In so doing, you will form a relationship of loyalty and trust with your team. You can further display your trust in them—and prepare them for future advancement—by delegating responsibilities. Provide clear instructions. Make sure they have the skills and tools to accomplish their tasks, then let them get to it. Resist the urge to micromanage.
The result? You’ll benefit your team’s morale and productivity while freeing up more of your own time for strategic leadership.
Above, we’ve already discussed the power of the words you choose and the need to listen actively. But communication is a topic worth revisiting. Why? Because open and clear communication is a cornerstone of team success.
First, create an environment in which your team members feel comfortable speaking openly with you. That means you need to take the time to listen to their concerns; don’t appear distracted or annoyed. Guard your responses, especially when presented with unpleasant information. Don’t raise your voice or lose your temper. Regularly ask for feedback and suggestions.
Hand in hand with this, you should make sure your communication with your team is clear and understandable. Follow up conversations with emails so that everyone has a written record to reference. Frequently provide thoughtful feedback.
An appreciative and supportive company culture can help you mold your team into a happy, productive tribe. Acknowledge individual accomplishments. Set group goals, and celebrate milestones reached. Recognition is a powerful motivator, and you will likely see team members reaching for even greater accomplishments.
Lifelong learning is important to staying ahead of the curve as a leader. The details of what you study will differ depending on your field and responsibilities. You may need to stay up-to-date with the latest technology, scientific breakthroughs, industry-accepted methods, or viral trends.
To do so, take classes, read industry journals, and attend industry events. Encourage your team to do the same. Make reading materials and training courses readily available.

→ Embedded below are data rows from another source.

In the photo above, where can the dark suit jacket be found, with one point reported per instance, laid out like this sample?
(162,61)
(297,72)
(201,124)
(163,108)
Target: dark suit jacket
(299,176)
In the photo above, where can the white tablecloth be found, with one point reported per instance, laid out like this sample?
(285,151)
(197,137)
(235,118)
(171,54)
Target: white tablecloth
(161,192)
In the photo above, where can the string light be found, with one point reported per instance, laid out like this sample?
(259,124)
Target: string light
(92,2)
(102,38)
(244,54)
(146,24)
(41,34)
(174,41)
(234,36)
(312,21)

While it’s true that these tips—building your confidence and your vocabulary, mentoring and seeking mentors, delegation, increased communication, lifelong learning, and building a productive culture—may involve change on your part, it is important that you maintain your authentic self.
Transitioning into management doesn’t mean leaving behind one version of yourself and putting on another. Instead, view these small changes as helping you become your best self. Lead with authenticity.
Embrace your weaknesses as well as your strengths; don’t be afraid to admit to failure or lack of knowledge. Turn these events into teaching moments. Set the example by seeking self-improvement and skill-building, always moving forward toward success.